I guess it's never really bothered me. The whole 'recognition for what you do thing', it's just a by-product for why you do it. You make an album, you make it to the best of your ability, and that's the only thing I've ever tried to do. You go and play your gigs but it's all about your songs that you write. But that thing about the amount of singer-songwriters is funny because you never hear anyone saying, 'oh, here's another band', and there's hundreds of different bands. Take someone like Jamie T or someone like Amy McDonald, they're both singer-songwriters, but they're about as far apart as you can get. I think singer-songwriters all have the same mentality, you just have to let it wash over you.
You mentioned the 'organic' sound of your record, but how do you see your sound progressing over the five albums?
Well, I've been messing around with stuff for the next album, and I really like the idea of doing as much as possible with just myself, like a modern one-man band.

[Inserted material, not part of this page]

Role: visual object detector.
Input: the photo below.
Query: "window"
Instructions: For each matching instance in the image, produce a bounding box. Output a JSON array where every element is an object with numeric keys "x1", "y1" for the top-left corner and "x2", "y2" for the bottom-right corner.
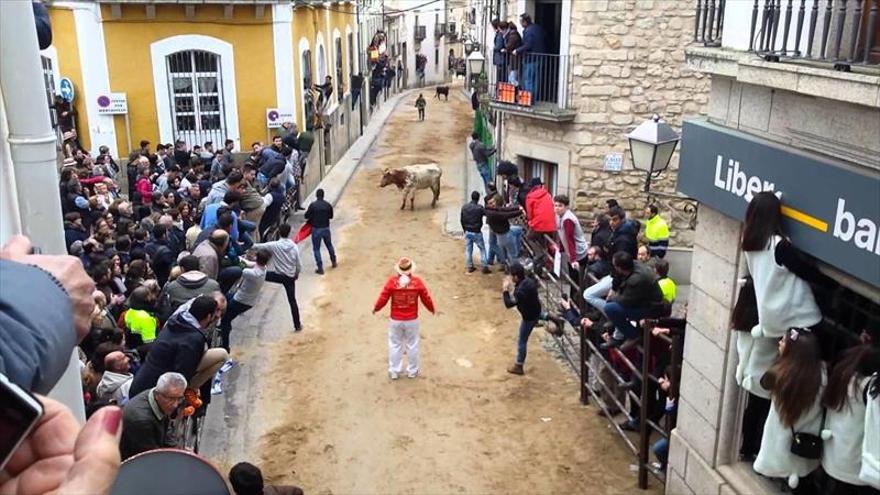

I've seen a lot of people play and there's a lot of Australian guys and they make a lot of noise just on their own. I mean, there's people who play with loop pedals but these guys actually play the different instruments at the same time. There's this one blues guitarist who's got three different drums rigged up to his feet, and I'd like to try stuff like that.
I suppose the predictable route to go down would be to form a band with you as the frontman and create a much fuller sound?
Well, I've done stuff with a backing band before but I'm almost getting to the point now where I see myself going in the opposite direction, and going more sparse with the next album. Initially I didn't play with a band just because it was easier, and I'd just go play a gig but now I find myself in a situation whereby I play with my friends and I really enjoy it. That said, I really just want to be in a band by myself, but who knows, it's early days and I might change my mind again next week.
So, you're on tour this month with Fyfe Dangerfield?
Yep, it's going to be really fun. I'm really looking forward to it. I think my material would probably go down fairly well. I mean, when you go see your favourite band and there's a support act on, you don't really expect too much, but I would hope that my stuff would appeal to Fyfe's fans. So, at the moment it's just myself and my friend Stacey playing Cello, so we'll just try some stuff off the album and hopefully people will enjoy it.
Do you have a certain idea of how successful you want to become in the next years?
To be honest, I kind of take it as it comes. My goal was just to make an album. Actually, my goal was to sell out King Tuts in Glasgow and I did that, so I didn't really know where to go from there!
Have you played any festivals this year?
Yeah we've been to a few. We're heading to Bestival at the moment so that should be good. The material seems to be going down well with the festival crowds anyway. With me being a solo act I'm usually on early in the day when everybody's chilled. I suppose if people have had a heavy one the night before they don't really want anything too noisy, so one guy and his guitar is just about right I'd say.
Who are your heroes?
Bruce Springsteen, Bob Dylan, Neil Young, the usual suspects really.
This years Mercury Music Prize was won by The XX - what did you think about that?
I didn't actually catch it, I heard The XX won though and I was pretty happy about that to be honest. The Mercury's is a funny one really, it certainly seems to be a sort of 'cool' awards show, but whether or not it has any correlation with the industry...I'm not sure really. But these types of things seem a million miles away from what I do.
But what if you found yourself in a situation in the next couple of years whereby you were nominated for, say, a Brit Award?
I'd probably swallow my tongue, I'd be so shocked. It would be very weird. I'd probably send my brother or something in my place.